--- Michael Pollak <mpollak at panix.com> wrote:
> mechanism by which electing O will somehow
> "paralyze" the black activist
> community -- will somehow make them give up their
> radicalness in some way
> that voting for Bill Clinton didn't. Or Dukakis, or
> Mondale, or Jimmy
> Carter. Or Hillary Clinton.
>
> What am I missing?
[WS:] Social proximity and the size of the niche. The chances of Clinton or Dukakis competing with the figures in the narrow niche of radical black identity politics are next to nil. This cannot be said about Obama - he can be plausibly seen as a radical (of a sort) black identity activist, and thus he represents competition if not a threat to the figures already occupying that niche. That explains the opposition to his candidacy coming from those quarters.

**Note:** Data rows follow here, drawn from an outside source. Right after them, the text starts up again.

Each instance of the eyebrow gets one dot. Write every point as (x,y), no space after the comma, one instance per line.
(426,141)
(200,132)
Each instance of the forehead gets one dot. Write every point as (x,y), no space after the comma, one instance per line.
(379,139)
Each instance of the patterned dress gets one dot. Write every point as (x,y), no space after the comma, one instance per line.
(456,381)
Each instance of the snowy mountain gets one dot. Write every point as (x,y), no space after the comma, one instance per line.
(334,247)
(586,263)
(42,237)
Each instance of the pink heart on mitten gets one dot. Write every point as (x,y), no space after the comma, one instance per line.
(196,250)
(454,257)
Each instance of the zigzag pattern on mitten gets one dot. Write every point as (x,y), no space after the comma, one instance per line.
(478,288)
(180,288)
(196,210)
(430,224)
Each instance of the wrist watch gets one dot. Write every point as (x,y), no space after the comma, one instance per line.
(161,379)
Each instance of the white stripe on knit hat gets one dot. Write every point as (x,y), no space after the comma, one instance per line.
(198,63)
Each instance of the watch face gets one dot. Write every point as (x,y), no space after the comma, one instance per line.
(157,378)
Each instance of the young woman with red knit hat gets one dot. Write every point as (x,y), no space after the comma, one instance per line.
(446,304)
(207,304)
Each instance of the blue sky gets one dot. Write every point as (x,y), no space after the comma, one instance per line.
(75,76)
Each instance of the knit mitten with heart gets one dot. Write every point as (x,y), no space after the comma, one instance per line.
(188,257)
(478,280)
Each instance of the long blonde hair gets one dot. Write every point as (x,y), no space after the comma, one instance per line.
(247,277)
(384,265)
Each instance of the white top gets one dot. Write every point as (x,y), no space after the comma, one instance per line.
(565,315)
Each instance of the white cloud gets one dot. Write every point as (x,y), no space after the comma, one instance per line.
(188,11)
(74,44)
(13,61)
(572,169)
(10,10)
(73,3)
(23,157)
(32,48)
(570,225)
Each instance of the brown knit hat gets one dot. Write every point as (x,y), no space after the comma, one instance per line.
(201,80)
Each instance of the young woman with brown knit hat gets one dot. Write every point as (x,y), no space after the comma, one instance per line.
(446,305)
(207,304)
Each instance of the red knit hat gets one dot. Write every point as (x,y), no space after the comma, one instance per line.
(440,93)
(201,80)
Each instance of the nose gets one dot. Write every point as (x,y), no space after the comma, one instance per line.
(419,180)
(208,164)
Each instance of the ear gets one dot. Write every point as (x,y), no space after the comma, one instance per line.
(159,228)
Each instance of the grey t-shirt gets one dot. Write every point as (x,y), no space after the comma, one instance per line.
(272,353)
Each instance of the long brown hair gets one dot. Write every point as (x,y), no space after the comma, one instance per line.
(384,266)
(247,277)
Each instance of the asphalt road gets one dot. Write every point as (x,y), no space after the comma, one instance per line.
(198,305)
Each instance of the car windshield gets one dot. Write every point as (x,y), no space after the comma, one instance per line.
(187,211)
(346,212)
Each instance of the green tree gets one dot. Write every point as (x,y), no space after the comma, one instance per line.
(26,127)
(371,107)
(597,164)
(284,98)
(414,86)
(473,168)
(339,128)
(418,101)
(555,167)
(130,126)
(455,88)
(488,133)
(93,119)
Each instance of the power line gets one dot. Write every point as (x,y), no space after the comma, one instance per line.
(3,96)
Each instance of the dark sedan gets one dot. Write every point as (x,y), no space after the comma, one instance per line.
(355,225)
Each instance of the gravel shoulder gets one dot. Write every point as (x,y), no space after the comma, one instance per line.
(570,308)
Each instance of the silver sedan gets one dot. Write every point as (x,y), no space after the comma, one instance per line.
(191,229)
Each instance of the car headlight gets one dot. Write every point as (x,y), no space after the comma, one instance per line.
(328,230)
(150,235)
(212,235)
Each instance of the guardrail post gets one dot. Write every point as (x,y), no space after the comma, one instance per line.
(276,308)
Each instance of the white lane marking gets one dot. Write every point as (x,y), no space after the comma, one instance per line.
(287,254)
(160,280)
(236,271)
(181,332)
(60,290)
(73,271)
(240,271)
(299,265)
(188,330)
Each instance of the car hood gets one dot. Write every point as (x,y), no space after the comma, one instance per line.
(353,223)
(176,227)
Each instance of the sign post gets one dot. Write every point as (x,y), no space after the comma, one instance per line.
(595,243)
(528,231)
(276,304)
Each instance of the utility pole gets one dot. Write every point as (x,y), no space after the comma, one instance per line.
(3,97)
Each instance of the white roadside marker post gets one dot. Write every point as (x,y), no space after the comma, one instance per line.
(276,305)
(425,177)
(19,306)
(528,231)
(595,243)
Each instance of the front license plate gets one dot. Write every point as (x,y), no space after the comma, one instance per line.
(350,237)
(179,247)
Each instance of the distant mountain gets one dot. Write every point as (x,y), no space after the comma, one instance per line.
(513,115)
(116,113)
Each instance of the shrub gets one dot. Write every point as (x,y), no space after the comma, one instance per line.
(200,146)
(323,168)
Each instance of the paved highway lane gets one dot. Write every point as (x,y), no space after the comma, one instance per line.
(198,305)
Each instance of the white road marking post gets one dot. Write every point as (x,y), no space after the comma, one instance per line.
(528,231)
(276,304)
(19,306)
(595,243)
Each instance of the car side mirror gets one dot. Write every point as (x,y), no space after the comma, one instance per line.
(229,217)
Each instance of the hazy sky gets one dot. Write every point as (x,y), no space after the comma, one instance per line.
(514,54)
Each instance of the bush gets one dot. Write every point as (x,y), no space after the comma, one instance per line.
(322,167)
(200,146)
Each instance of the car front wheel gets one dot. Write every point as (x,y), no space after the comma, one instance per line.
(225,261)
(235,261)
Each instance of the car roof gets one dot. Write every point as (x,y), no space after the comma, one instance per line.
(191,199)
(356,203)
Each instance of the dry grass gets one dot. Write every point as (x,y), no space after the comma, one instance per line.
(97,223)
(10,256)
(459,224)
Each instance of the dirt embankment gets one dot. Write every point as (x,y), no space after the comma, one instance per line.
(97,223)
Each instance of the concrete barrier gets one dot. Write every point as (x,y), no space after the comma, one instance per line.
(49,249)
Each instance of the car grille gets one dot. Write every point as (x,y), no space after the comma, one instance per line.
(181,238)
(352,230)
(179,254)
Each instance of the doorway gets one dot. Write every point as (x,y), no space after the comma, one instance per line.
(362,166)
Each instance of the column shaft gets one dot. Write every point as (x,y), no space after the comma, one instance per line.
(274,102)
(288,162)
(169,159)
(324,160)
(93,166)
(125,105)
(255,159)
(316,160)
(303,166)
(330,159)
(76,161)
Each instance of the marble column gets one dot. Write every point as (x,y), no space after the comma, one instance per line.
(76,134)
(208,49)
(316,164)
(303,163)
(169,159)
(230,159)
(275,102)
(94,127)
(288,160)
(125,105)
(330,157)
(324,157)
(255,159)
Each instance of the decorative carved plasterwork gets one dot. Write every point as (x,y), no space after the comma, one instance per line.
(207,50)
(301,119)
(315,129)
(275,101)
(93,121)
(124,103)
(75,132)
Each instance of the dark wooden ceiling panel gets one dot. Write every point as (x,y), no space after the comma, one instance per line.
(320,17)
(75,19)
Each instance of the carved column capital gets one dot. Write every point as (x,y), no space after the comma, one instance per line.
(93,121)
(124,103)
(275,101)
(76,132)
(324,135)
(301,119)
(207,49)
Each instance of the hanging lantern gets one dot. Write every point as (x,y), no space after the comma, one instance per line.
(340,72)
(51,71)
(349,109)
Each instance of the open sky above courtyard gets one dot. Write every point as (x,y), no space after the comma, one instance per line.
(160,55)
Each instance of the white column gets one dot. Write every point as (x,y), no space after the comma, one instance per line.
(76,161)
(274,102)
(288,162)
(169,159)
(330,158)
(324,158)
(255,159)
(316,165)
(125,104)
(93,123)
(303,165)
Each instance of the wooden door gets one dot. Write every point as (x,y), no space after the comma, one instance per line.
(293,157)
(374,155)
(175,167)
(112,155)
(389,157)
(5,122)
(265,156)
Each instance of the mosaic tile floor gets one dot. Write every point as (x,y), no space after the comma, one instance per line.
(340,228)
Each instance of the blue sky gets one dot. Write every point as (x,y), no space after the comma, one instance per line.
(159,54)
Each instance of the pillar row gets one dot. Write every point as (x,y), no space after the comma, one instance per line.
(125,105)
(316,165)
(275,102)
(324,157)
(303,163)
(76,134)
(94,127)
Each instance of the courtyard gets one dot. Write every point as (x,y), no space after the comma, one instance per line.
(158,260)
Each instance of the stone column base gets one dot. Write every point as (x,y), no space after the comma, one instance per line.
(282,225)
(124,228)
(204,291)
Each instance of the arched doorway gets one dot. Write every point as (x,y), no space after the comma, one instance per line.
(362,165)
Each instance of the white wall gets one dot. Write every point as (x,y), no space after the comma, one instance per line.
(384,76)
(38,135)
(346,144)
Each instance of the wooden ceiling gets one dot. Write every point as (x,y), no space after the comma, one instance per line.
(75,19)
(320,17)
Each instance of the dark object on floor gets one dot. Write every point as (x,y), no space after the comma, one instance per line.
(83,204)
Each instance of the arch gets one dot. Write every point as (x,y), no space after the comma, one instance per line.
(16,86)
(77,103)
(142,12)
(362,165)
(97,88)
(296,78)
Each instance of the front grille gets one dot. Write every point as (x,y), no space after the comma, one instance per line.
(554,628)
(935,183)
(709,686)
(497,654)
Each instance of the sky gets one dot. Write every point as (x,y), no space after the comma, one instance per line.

That, btw, can explain a lot of left sectarianism. Capitalists do not compete with leftish grouplets for the honor of being the vanguard of the downtrodden, other leftish "splinter" grouplets do. Therefore, the threat of another leftish group becoming the vanaguard of the downtrodden (no mater how marginal) is far closer to the home, and thus more threatening and evoling fiercer responses, than the general malaise of capitalism.
Such, such is the fate of too many (self-styled) big fish in a small pond.